Under the English system, the Prime Minister meets for a half of an hour every Wednesday. It is not entirely unscripted. The questions alternate between the parties and the first question is always the same and the answer is basically the same. The first formal question is raised as “Number One, Mr Speaker” and asks for his schedule that day. The Prime Minister replies:
“This morning I had meetings with ministerial colleagues and others. In addition to my duties in the House, I will have further such meetings later today.”
The backbenchers can ask questions by submitting their names on the Order Paper, which are placed in random order to be called upon by the Speaker of the House of Commons. MPs can also seek to be recognized by “catching the eye” of the Speaker by standing and sitting immediately before the Prime Minister gives an answer.
McCain is notably not proposing the use of the House of Representatives as the closest American body to the House of Commons. That would appear a bit too lively and unpredictable. Nevertheless, it would be a welcomed reform.
My interest in the session was sparked during the final Reagan term when it was widely believed that Reagan had greatly diminished capabilities. Indeed, some believe that Reagan was incompetent on occasions. The 25th amendment deals with such allegations of presidential disability poorly. Reagan’s aides were able to shield him from public view, even turning off the lights in the Oval Office when he began to gap during interviews.

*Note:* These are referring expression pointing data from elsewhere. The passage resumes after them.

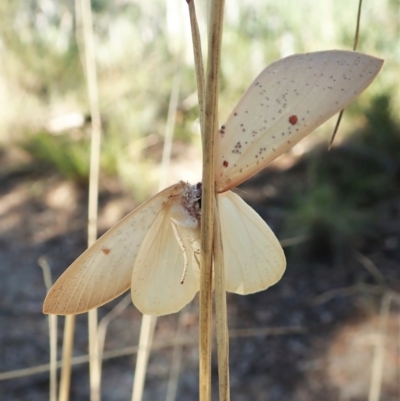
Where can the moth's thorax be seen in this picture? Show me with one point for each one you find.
(185, 210)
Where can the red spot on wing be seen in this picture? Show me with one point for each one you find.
(106, 251)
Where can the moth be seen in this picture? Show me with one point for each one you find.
(155, 249)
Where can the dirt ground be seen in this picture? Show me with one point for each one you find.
(316, 335)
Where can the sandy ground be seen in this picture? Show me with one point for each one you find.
(331, 330)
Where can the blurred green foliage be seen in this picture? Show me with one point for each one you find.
(139, 47)
(342, 202)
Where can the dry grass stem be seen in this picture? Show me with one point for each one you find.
(198, 60)
(52, 331)
(208, 197)
(221, 313)
(187, 340)
(92, 87)
(355, 43)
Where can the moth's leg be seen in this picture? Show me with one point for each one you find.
(184, 251)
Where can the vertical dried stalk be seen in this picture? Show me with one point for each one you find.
(208, 197)
(221, 313)
(91, 78)
(355, 43)
(53, 319)
(68, 344)
(198, 61)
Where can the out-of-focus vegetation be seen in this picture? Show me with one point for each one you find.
(139, 47)
(347, 195)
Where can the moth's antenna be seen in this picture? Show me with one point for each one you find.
(355, 43)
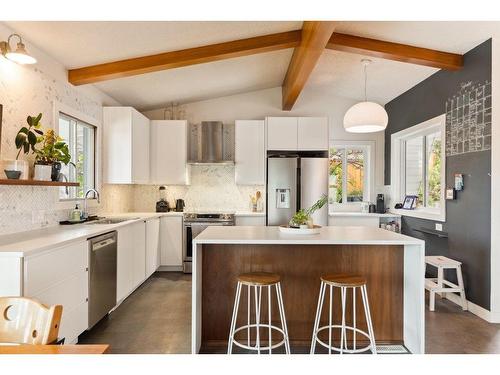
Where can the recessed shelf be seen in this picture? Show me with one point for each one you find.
(438, 233)
(6, 181)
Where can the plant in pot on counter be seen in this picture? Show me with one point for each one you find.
(25, 141)
(51, 154)
(303, 218)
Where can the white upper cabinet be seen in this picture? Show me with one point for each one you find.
(281, 133)
(169, 152)
(312, 133)
(297, 133)
(250, 152)
(125, 146)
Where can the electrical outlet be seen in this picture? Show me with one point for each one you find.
(38, 216)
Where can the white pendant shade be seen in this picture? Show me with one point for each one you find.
(365, 117)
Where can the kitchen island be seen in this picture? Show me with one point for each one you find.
(393, 265)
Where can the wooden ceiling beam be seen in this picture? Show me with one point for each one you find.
(186, 57)
(395, 51)
(315, 36)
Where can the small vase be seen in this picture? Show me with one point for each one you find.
(16, 165)
(56, 170)
(43, 172)
(310, 223)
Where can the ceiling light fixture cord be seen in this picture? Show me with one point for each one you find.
(365, 80)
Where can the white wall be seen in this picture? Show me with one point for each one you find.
(29, 90)
(495, 182)
(259, 104)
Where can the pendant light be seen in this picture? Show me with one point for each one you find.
(365, 117)
(19, 54)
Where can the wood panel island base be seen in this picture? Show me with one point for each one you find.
(393, 265)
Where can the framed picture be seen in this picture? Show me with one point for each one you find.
(410, 202)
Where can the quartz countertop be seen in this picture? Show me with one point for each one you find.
(249, 213)
(331, 235)
(361, 214)
(30, 242)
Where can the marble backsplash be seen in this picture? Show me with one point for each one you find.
(212, 189)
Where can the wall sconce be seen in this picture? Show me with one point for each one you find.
(19, 55)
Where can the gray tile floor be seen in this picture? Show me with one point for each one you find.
(156, 318)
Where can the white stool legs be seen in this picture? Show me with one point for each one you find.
(343, 327)
(257, 294)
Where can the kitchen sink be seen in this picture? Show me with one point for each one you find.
(111, 220)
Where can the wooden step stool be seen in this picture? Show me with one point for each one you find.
(442, 286)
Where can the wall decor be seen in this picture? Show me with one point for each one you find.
(468, 119)
(459, 181)
(410, 202)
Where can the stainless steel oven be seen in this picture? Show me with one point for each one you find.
(194, 224)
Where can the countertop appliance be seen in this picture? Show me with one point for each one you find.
(162, 205)
(194, 224)
(295, 180)
(179, 205)
(380, 204)
(206, 143)
(102, 276)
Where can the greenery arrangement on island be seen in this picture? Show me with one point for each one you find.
(303, 216)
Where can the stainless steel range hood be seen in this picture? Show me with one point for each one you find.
(206, 145)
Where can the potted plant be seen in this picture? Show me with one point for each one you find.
(26, 139)
(303, 218)
(49, 156)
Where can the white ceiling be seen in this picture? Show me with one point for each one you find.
(77, 44)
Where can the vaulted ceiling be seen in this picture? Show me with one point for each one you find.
(78, 44)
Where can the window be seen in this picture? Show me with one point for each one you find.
(419, 167)
(80, 137)
(349, 181)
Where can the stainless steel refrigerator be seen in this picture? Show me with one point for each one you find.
(296, 181)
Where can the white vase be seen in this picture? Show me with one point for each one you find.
(43, 172)
(15, 165)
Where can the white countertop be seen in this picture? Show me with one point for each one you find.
(30, 242)
(334, 235)
(249, 213)
(361, 214)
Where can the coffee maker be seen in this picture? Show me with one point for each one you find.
(162, 204)
(380, 204)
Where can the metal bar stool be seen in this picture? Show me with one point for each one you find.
(256, 281)
(344, 282)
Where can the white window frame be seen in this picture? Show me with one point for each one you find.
(369, 174)
(70, 111)
(398, 167)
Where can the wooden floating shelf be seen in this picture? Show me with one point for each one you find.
(7, 181)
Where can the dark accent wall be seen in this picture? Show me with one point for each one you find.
(468, 218)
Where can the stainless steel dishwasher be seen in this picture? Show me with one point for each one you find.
(102, 276)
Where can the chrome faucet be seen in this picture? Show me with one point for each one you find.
(96, 194)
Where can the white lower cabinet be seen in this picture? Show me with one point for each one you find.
(171, 231)
(152, 246)
(131, 258)
(250, 220)
(60, 277)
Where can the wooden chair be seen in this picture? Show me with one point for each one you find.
(26, 321)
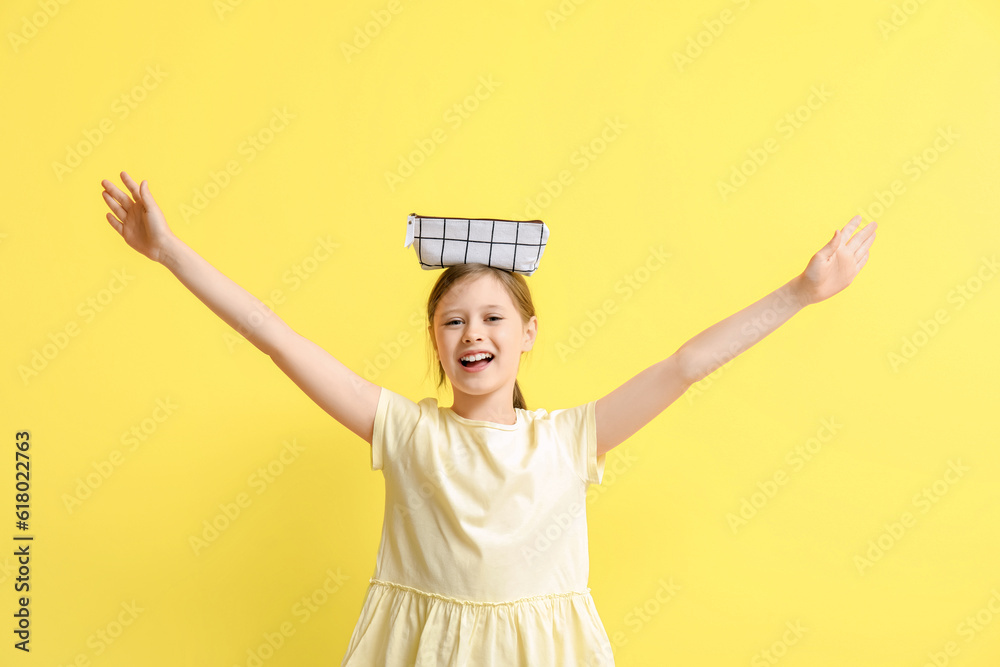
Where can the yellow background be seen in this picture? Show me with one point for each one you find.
(897, 76)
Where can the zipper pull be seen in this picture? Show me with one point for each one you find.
(411, 221)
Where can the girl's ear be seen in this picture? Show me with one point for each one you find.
(530, 332)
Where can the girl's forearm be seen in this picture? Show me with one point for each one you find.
(238, 308)
(724, 340)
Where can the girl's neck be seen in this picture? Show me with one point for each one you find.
(495, 407)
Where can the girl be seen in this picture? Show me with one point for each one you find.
(483, 559)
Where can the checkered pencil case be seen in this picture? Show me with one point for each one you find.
(511, 245)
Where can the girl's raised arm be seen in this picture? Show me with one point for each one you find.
(347, 397)
(634, 404)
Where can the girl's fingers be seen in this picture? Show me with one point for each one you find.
(114, 206)
(119, 196)
(850, 227)
(114, 223)
(132, 186)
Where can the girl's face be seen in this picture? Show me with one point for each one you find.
(478, 314)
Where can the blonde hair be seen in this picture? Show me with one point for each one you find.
(514, 283)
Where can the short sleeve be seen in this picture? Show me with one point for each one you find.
(395, 419)
(576, 429)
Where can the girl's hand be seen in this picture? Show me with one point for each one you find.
(833, 268)
(139, 220)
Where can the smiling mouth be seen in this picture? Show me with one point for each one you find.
(477, 365)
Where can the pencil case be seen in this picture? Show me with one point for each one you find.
(511, 245)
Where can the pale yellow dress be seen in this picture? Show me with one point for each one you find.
(484, 558)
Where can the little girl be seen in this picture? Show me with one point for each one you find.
(483, 559)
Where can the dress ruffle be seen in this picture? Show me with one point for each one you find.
(402, 626)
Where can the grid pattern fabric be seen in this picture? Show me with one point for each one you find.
(511, 245)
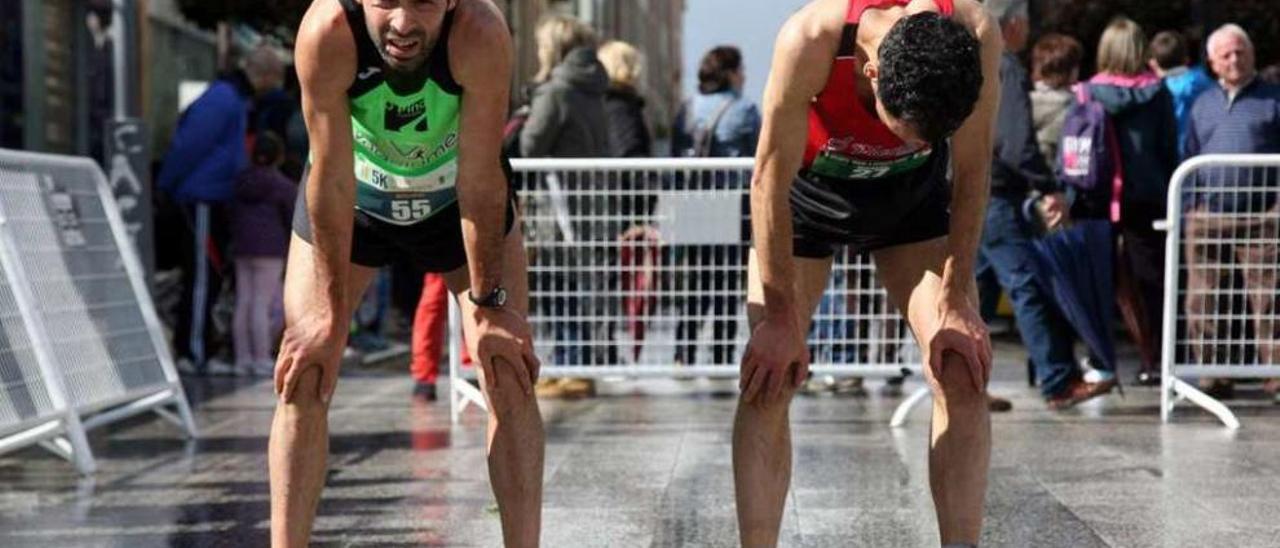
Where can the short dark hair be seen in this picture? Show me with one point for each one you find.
(929, 74)
(268, 149)
(717, 67)
(1169, 50)
(1055, 58)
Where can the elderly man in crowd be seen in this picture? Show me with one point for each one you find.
(1239, 115)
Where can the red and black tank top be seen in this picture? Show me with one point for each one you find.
(846, 141)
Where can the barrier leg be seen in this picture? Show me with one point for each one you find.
(906, 406)
(1214, 406)
(77, 443)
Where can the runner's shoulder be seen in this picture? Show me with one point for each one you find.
(977, 18)
(817, 24)
(478, 24)
(325, 49)
(479, 42)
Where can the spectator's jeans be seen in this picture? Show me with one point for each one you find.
(1006, 249)
(201, 281)
(712, 282)
(1214, 257)
(257, 288)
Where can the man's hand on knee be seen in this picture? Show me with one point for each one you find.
(503, 338)
(961, 332)
(312, 342)
(776, 359)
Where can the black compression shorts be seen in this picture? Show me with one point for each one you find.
(869, 215)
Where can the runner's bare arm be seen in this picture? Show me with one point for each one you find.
(325, 60)
(801, 63)
(481, 60)
(970, 158)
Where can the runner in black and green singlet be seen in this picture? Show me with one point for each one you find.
(405, 101)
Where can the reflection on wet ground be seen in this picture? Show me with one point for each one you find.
(648, 464)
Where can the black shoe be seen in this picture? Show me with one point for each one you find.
(1147, 379)
(424, 392)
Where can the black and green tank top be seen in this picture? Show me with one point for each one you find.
(406, 137)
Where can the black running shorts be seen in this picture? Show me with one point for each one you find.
(874, 214)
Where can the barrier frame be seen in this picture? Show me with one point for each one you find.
(464, 391)
(81, 419)
(1174, 389)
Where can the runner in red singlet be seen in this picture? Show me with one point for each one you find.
(897, 99)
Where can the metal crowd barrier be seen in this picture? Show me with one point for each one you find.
(81, 345)
(638, 268)
(1221, 277)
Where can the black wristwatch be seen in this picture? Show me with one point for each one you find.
(494, 300)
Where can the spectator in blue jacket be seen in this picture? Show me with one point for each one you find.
(1170, 60)
(208, 151)
(1234, 217)
(720, 123)
(718, 115)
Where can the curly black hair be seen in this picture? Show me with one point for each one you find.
(929, 74)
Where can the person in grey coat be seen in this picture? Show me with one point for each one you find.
(567, 119)
(567, 114)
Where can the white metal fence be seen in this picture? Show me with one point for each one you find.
(82, 345)
(638, 268)
(1221, 277)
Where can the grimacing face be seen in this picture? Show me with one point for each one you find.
(1233, 59)
(405, 31)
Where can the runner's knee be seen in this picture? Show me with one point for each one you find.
(306, 403)
(956, 383)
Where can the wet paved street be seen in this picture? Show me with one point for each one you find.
(648, 465)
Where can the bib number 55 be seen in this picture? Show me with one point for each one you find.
(407, 210)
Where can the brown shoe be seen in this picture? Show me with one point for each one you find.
(577, 388)
(1079, 392)
(1217, 388)
(549, 388)
(996, 403)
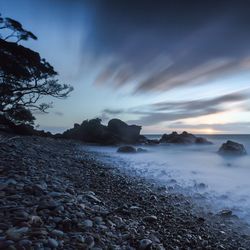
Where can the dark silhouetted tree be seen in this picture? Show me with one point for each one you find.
(24, 76)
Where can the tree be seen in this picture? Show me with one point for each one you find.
(24, 76)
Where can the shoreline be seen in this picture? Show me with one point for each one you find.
(56, 196)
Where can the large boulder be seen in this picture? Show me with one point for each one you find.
(91, 131)
(126, 149)
(183, 138)
(126, 133)
(232, 148)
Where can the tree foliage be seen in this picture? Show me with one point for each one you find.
(24, 76)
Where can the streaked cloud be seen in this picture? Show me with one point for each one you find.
(155, 113)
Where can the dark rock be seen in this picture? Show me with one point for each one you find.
(141, 150)
(126, 133)
(225, 213)
(232, 148)
(202, 140)
(145, 244)
(183, 138)
(53, 243)
(93, 131)
(126, 149)
(150, 219)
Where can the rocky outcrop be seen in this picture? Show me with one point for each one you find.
(232, 148)
(93, 131)
(183, 138)
(126, 133)
(126, 149)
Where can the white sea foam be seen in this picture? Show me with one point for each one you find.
(224, 182)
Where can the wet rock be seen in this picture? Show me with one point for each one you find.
(87, 223)
(89, 240)
(141, 150)
(225, 213)
(232, 148)
(16, 233)
(150, 219)
(57, 233)
(53, 243)
(126, 149)
(145, 244)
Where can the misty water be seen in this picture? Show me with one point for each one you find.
(216, 182)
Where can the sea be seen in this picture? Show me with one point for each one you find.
(214, 181)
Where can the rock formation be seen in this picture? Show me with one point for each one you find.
(232, 148)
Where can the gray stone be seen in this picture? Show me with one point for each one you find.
(53, 243)
(145, 244)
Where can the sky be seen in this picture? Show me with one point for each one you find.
(165, 65)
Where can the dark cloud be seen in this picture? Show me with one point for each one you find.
(160, 45)
(171, 111)
(225, 128)
(58, 113)
(113, 111)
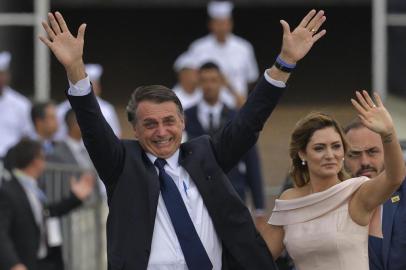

In the absence of an amendment to the Constitution on disability and removal, this is one change that would offer some protection for the public by exposing any diminished capacity. Notably both Justices Thurgood Marshall and William Brennan were shown to be highly diminished through public appearances — triggering calls for their resignations.
George Bush also has shown added reasons for the tradition. His notorious appointment of enablers and sycophants proved to be one of the contributors to the abuses and scandals of his administration. While these sessions would not have likely changed his mind, theywould have forced him to hear dissenting voices. They would guarantee that, at a minimum, he would be forced to deal with questions that were clearly not being asked in the White House. Moreover, with his Administration refused a wide range of documents and information to the legislative branch, it would give Congress a direct avenue to raise such questions and objections.
Finally, as I noted in the NPR interview above, these sessions tend to cut against the notion of an imperil presidency. Prime Ministers are reminded every Wednesday at noon that they are not royals and must be prepared to deal with citizens and their questions.
Tony Blair was obviously the master of such sessions. For the U.S., it would be a great advantage to simply force our presidents out of their controlled environments and off script for one day a week.